Because of this, I’ve started asking myself: could I create a tool to test and improve exactly these skills?
Well, this weekend I decided to try to build a space where people can deliberately practice these fundamentals in a structured way: Enter AI Dojo.
What AI Dojo Is
AI Dojo is a lightweight open-source tool for practicing real-world prompting. It works like this:
- You pick a task—“fix this OpenAPI spec and confirm it validates,” “write a SQL query to calculate user spending,” etc.
- You work through the problem with an AI assistant.
- When you’re done, you mark the task complete.
- The system grades your conversation and your solution against a rubric.
The conversation itself is graded to provide feedback about your prompting and the completeness of the solution. Rather than complex problems, these are mostly simple tasks that practise conversing with an LLM across a range of topics and domains. We aim to turn something subjective into a more objective measure with specific feedback on the user’s interactions with the LLM.


Features (current)
- âś… Graded conversations: AI evaluates not just your final answer, but how you approached the task.
- ⚡ Extensible tasks: define new ones in YAML/JSON, no hardcoding.
- âś… Objective grading for structured tasks: SQL queries run against a test database, OpenAPI specs checked for validity.



Features (coming soon)
- 🔜 Code sandboxing: Python tasks graded by execution results.
- 🔜 Progress tracking & gamification: streaks, badges, leaderboards
- 🔜 Analytics: identify where teams struggle most (e.g., SQL joins, vague prompts)
Why This Matters
If AI is going to be integrated into every knowledge workflow, then AI literacy is going to matter as much as Excel literacy did a generation ago.
Right now, the gap between good and bad use is stark. And too many people are either discouraged after one bad experience, or convinced they’re “using AI” while mostly producing noise.
The only way to close that gap is practice—structured, measurable, and reflective.
That’s what we’re trying to build with AI Dojo.
FAQ
Was this repo itself written by an LLM?
Yes, much of this repo was written by an LLM 🎉. In our house we vibe code
Do you have any tips for vibe coding?
I learn new things every day about LLM limitations, clever prompting, new tooling, etc. I am collecting some of my thoughts here.
Are you using an LLM to grade its own conversation with a user?
Yes. Though this may not be ideal, it works surprisingly well. The LLM is provided a grade (was the problem solved) along with the conversation chain. It has been able to pick up issues with the user prompts.
In a sense, this is no different than if you ask ChatGPT “Is this a good prompt for accomplishing XYZ?”, refining it based on the feedback and then submit the final prompt to ChatGPT for execution.
Those questions in your screenshot could really use some work
Great! There’s a YAML file where questions can be modified or added. Please let me know if you have any suggestions! Adding more complex questions, while still focusing on the fundamentals is planned.

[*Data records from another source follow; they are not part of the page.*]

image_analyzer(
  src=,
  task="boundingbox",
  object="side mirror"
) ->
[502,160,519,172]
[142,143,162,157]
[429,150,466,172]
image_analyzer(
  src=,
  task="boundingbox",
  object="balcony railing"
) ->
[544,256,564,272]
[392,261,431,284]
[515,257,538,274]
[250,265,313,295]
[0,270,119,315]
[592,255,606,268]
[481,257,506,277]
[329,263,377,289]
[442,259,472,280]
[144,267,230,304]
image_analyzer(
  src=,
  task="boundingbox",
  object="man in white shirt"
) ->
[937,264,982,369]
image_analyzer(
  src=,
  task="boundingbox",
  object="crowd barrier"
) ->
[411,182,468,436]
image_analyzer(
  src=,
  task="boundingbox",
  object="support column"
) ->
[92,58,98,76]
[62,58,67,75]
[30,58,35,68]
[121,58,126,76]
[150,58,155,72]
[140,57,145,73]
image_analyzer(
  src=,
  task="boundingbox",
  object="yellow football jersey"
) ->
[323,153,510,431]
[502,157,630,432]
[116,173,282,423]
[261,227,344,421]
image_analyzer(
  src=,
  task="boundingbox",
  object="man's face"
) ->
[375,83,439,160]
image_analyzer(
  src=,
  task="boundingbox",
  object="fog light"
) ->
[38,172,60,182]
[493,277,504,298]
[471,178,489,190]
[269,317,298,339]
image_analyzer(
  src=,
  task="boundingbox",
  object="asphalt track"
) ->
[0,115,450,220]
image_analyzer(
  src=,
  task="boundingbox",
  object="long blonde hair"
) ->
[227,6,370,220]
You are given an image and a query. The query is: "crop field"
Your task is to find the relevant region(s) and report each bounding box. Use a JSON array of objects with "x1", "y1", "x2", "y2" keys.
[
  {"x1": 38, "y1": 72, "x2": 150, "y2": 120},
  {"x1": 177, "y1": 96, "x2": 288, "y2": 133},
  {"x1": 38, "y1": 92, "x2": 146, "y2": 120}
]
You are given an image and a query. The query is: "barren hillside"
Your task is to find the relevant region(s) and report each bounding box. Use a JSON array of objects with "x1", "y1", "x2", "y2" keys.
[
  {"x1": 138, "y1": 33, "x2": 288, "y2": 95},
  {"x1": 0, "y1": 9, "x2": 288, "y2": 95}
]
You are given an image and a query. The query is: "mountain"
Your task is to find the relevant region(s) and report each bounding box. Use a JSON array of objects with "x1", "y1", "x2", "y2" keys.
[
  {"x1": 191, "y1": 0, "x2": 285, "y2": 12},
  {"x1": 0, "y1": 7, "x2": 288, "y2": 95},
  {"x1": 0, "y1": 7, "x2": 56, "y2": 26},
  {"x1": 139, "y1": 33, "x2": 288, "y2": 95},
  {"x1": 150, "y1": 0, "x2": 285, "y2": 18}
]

Here’s a sample to a question we viewed above - easy to modify right in the YAML tempalte
- id: openapi-validate
title: "OpenAPI: Spec validation"
description: |
You are provided with an OpenAPI spec written in YAML.
Use the LLM to **determine if it is valid**, and if not determine what changes need to be made to make it valid.
If any changes are made, determine the **best way to verify the spec is valid on your local system**
files: ["specs/broken_openapi.yaml"]
grading: "yaml"
rubric: "Check if the user verified with openapi-cli and explained their process."
tags: ["API", "YAML", "OpenAPI"]
difficulty: "Medium"
visible: true
Availablity
AI Dojo is open source, MIT licensed, and available now.